Traitées de façon chronique par des antidépresseurs, des femmes poursuivent leur traitement pendant la grossesse, d’autres décident de l’arrêter transitoirement ou bien complètement. Mais quels sont les effets de ces différentes orientations ?
La prise d’antidépresseurs chez les femmes en âge de procréer est loin d’être anecdotique en France, puisque la prévalence s’élève à 23%. Il n’est donc pas rare qu’elles débutent une grossesse sous traitement; elles étaient 3,2% en 2010. La grossesse est aussi une période de vulnérabilité psychique où les femmes sont plus susceptibles de développer une dépression, avec une prévalence de 5 à 15% selon les études. Pourtant, la majorité des femmes traitées arrêtent brutalement leur traitement en cours de grossesse alors que les conséquences peuvent être dommageables pour elle et leur bébé.

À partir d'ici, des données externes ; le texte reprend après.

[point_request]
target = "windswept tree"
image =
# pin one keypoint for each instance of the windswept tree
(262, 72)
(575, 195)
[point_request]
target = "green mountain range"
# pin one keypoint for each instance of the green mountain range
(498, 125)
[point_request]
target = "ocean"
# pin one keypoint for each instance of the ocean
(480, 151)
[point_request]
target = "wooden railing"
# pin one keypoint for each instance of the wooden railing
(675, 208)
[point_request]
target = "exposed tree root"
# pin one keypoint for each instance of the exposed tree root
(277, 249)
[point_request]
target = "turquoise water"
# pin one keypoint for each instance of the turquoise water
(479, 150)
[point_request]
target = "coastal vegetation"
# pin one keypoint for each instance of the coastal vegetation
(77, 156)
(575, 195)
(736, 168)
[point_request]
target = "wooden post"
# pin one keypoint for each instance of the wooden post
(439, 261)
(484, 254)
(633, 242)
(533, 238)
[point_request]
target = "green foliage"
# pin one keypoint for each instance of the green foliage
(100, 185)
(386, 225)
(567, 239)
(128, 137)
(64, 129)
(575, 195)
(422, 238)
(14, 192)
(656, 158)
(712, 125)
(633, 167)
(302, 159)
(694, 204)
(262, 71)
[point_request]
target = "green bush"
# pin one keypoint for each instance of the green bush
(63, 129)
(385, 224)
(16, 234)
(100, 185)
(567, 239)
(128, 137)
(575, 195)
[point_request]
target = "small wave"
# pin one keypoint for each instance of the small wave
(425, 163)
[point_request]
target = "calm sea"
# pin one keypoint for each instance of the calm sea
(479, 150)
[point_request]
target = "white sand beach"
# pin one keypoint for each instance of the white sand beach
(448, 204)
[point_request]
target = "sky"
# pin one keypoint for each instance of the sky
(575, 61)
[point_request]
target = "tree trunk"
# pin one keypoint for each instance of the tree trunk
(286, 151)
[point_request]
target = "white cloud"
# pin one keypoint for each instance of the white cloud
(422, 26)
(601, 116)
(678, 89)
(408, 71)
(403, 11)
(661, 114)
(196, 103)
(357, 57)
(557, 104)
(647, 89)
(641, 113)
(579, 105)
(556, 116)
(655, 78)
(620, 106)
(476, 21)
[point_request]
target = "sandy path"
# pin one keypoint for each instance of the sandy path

Dans le British Journal of Clinical Pharmacology, une étude de cohorte française s’intéresse pour la première fois à l’évolution du traitement par antidépresseurs durant la grossesse et jusqu’à 6 mois après l’accouchement chez des femmes enceintes déjà traitées de manière chronique (au cours des 6 mois précédant l’accouchement). Pour mener cette étude, les chercheurs ont utilisé les données de l’Assurance maladie française entre 2009 et 2014. Sur cette période 41 722 femmes ont accouché, dont 760 bénéficiaient déjà d’un traitement antidépresseur avant leur grossesse, pour 62% un inhibiteur sélectif de la recapture de la sérotonine (ISRS).
Ils ont alors constaté que :
55,8% des femmes ont arrêté de prendre leur traitement au 1er trimestre de la grossesse et ne l’ont pas repris pendant la durée de l’étude
20,4% des femmes ont arrêté transitoirement les antidépresseurs, au moins 3 mois pendant la grossesse
23,8% d’entre elles ont poursuivi le traitement pendant la grossesse
Il n’y avait pas de caractéristiques spécifiques (sociales, démographiques ou bien médicales) associées à ces comportements.
Arrêt, maintien des antidépresseurs : Quels impacts ?
Lorsque le traitement était maintenu, l’analyse a montré qu’il y avait plus de cas de détresse respiratoire néonatale (30,9%) comparativement au groupe arrêt des antidépresseurs ( 20,1%), de même pour l’accouchement prématuré , l’hémorragie du post-partum et la pré-éclampsie.
Pour le groupe ayant interrompu les antidépresseurs pendant la grossesse, l’évolution du traitement est en augmentation après l’accouchement et à un niveau plus élevé qu’avant la grossesse. Ce schéma concerne aussi bien les femmes traitées pas benzodiazépines qu’anxiolytiques.
Antidépresseurs: Réevaluer, surveiller...
L'exposition aux médicaments a été identifiée grâce au remboursement des antidépresseurs, il peut donc y avoir un biais sur les traitements réellement administrés. Par ailleurs, cette étude originale nous apporte un éclairage sur la prescription des antidépresseurs pendant la grossesse. Plus de la moitié des femmes ont stoppé le traitement pendant la grossesse et n’ont pas rechuté dans les 6 mois suivant la naissance, cela montre qu’il est important de réévaluer le traitement en début de grossesse.
Celles où le plus de complications obstétricales ont été rapportées sont les femmes qui ont maintenu leur traitement. Mais elles présentaient un profil de dépression plus sévère, avec souvent un statut ALD et consultaient plus souvent un psychiatre ou un médecin généraliste. Par ailleurs, il est important pour les sages-femmes et médecins de garder en tête que ces femmes sont plus susceptibles de développer des complications puisque des études antérieures avaient déjà montré que les patientes exposées à des antidépresseurs avant 16 semaines de grossesse présentaient un risque 3 fois plus élevé de développer une prééclampsie et que l’exposition en fin de grossesse à ce type de traitement était associé à un risque accru d’hémorragie du post-partum .
Une autre résultat intéressant est l’effet rebond en post-partum des femmes qui ont interrompu leur traitement pendant la grossesse.
Malgré les limites de l’étude, ces nouvelles données nous rappellent que le suivi des femmes traitées sous antidépresseurs pendant la grossesse et le post-partum mérite une attention particulière et encourage à l’améliorer davantage.